Why Red Means Red in Almost Every Language (2015) - amaccuish
http://nautil.us/issue/76/language/why-red-means-red-in-almost-every-language-rp
======
rossdavidh
"...why the Himba have only five basic color terms but many words for the
various hide patterns of their livestock"

Good article, but isn't the answer to this question obvious? We have words for
things we need to talk about. If you don't have a lot of cases where two
objects are the same category, except for color (because you have a lot of
dyes and pigments available), then you don't need a word for those colors.

We don't, in English, usually have a great vocabulary for smells. We have to
say "it smells like...", as if we said that red things "had a color like
apple", and yellow things "had a color like banana", instead of having the
words "red" and "yellow".

But, I could imagine you might need to have a word for the various hide
patterns of your livestock. "I'll give you that pattern-A cow for your packet
of salt. No, I won't part with the pattern-B cow, it's my favorite." I would
have to say "the one with the pattern with big splotches" or "the one that
looks kind of streaky", because I don't often need words for those patterns.
But I need words for colors all the time. "The light is about to turn red."
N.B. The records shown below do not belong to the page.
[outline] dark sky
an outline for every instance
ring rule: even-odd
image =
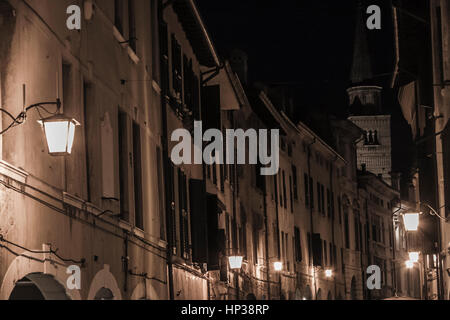
[[[301,108],[301,114],[308,117],[325,112],[345,117],[358,0],[196,3],[222,57],[233,48],[247,52],[250,81],[298,83],[302,101],[296,108]],[[365,13],[369,5],[376,4],[382,10],[382,29],[367,30],[372,71],[376,75],[391,73],[395,59],[391,1],[363,0],[362,4],[365,17],[369,17]],[[392,111],[393,144],[403,146],[394,148],[400,152],[394,155],[394,167],[407,172],[409,147],[405,141],[411,139],[410,129],[390,89],[390,76],[377,80],[385,88],[383,105]]]
[[[197,0],[197,4],[222,56],[233,48],[247,52],[251,80],[326,84],[332,96],[345,94],[356,0]],[[383,10],[383,29],[369,35],[374,72],[391,72],[389,1],[372,0],[364,6],[370,4]]]

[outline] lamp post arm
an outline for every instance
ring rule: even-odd
[[[45,109],[43,106],[56,106],[57,110],[56,112],[52,113],[49,112],[47,109]],[[24,111],[22,111],[17,117],[14,117],[9,111],[7,111],[6,109],[0,108],[0,112],[3,112],[4,114],[6,114],[9,118],[11,118],[12,122],[9,126],[7,126],[5,129],[3,129],[2,131],[0,131],[0,136],[5,134],[9,129],[21,125],[25,122],[26,118],[27,118],[27,112],[30,111],[31,109],[37,109],[39,112],[39,108],[44,109],[45,112],[49,113],[49,114],[57,114],[59,112],[59,110],[61,109],[61,100],[60,99],[56,99],[56,101],[53,102],[40,102],[40,103],[35,103],[32,104],[30,106],[28,106],[27,108],[25,108]]]
[[[427,208],[429,208],[429,209],[431,210],[432,215],[438,217],[439,219],[441,219],[441,220],[443,220],[443,221],[447,221],[447,219],[444,218],[444,217],[442,217],[436,210],[434,210],[434,208],[433,208],[432,206],[430,206],[430,205],[427,204],[427,203],[423,203],[423,202],[421,202],[421,203],[422,203],[424,206],[426,206]]]

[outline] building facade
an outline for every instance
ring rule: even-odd
[[[79,31],[54,14],[69,5],[0,1],[1,299],[393,294],[396,193],[358,176],[360,128],[335,122],[334,149],[294,123],[247,84],[242,53],[231,64],[218,57],[193,1],[84,1]],[[372,89],[352,92],[364,102]],[[57,99],[81,124],[66,157],[48,154],[36,121],[52,106],[10,122]],[[208,129],[245,130],[246,150],[278,145],[278,172],[220,161],[224,148],[192,161]],[[252,140],[248,130],[261,129],[279,139]],[[192,153],[177,149],[182,141]],[[370,264],[383,270],[384,295],[367,293]]]

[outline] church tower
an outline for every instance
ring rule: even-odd
[[[383,114],[382,87],[374,81],[364,13],[364,8],[359,4],[356,10],[351,87],[347,89],[349,120],[364,131],[356,149],[358,168],[380,176],[391,185],[391,116]]]

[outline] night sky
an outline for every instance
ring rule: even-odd
[[[307,102],[317,99],[317,103],[335,107],[347,101],[356,3],[197,0],[219,53],[226,57],[231,49],[238,48],[249,55],[250,81],[296,83],[308,88]],[[371,0],[364,7],[371,4],[381,7],[383,20],[381,31],[369,31],[373,72],[392,72],[390,1]],[[324,97],[325,101],[318,101]]]
[[[311,114],[348,116],[346,89],[351,86],[358,0],[196,3],[220,55],[226,58],[234,48],[245,51],[249,56],[249,82],[295,85],[301,96],[295,106],[304,117],[300,120],[313,130],[323,128],[307,121]],[[396,91],[390,88],[389,73],[395,61],[391,1],[364,0],[362,4],[364,11],[372,4],[382,10],[382,29],[367,30],[370,59],[373,74],[384,75],[375,80],[384,87],[383,107],[392,115],[393,170],[406,177],[412,164],[412,138]],[[319,118],[316,123],[323,121]]]

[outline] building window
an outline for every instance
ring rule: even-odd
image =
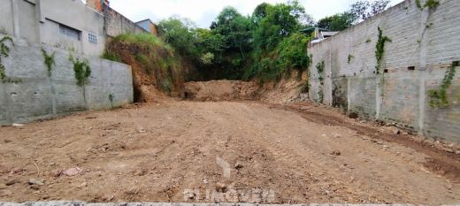
[[[65,37],[80,41],[80,31],[73,27],[59,24],[59,33]]]
[[[88,34],[88,40],[89,41],[89,42],[97,43],[97,36],[91,33]]]

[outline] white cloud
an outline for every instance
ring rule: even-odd
[[[287,0],[111,0],[111,7],[133,21],[151,19],[154,21],[179,15],[208,27],[218,12],[227,5],[236,7],[242,14],[250,14],[259,4],[283,3]],[[315,19],[342,12],[356,0],[300,0],[307,13]],[[395,5],[402,0],[391,0]]]

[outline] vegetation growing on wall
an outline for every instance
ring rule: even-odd
[[[109,50],[105,50],[101,57],[114,62],[123,62],[119,54]]]
[[[80,60],[79,58],[75,58],[70,55],[69,61],[73,64],[73,72],[75,72],[77,85],[79,87],[83,87],[88,84],[88,78],[91,75],[91,68],[89,67],[89,62],[88,59]]]
[[[55,65],[54,62],[54,55],[56,54],[55,51],[53,51],[52,54],[49,55],[44,49],[42,48],[42,54],[43,55],[44,63],[48,69],[48,76],[51,76],[51,72],[53,70],[53,65]]]
[[[319,80],[319,87],[318,90],[318,102],[323,103],[324,102],[324,91],[323,87],[325,84],[325,77],[324,77],[324,71],[325,71],[325,61],[318,62],[316,65],[317,72],[318,72],[318,80]]]
[[[452,64],[450,68],[446,71],[444,79],[439,89],[431,89],[428,91],[428,96],[430,97],[430,106],[433,108],[446,107],[448,106],[448,89],[452,84],[454,76],[456,75],[456,67],[458,66],[458,63]]]
[[[420,0],[415,0],[415,4],[417,4],[417,7],[420,9],[420,11],[423,11],[425,8],[434,9],[440,5],[440,2],[438,0],[426,0],[425,4],[422,4]]]
[[[377,59],[377,65],[375,66],[376,72],[379,74],[381,72],[381,64],[383,60],[383,54],[385,52],[385,43],[389,42],[391,39],[387,36],[383,35],[383,31],[379,27],[379,38],[377,39],[377,44],[375,45],[375,58]]]

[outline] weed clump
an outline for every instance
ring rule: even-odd
[[[172,96],[183,91],[184,67],[175,50],[150,34],[116,36],[106,48],[107,59],[123,62],[133,68],[134,101],[148,102],[159,90]]]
Still interesting article, though.

------
beerandt
Sort of related- as a newish parent, I was surprised at the variety of "colors
of the rainbow" included in different foreign sourced toys, both in print and
audio. Even translated to (decent sounding) English, many talking toys/books
only seem to list 5 colors, and they're not always the same 5. But Red is
always one of them.

In case it needs to be stated, I was taught in the US that ROYGBIV is a
fundamental constant of the universe.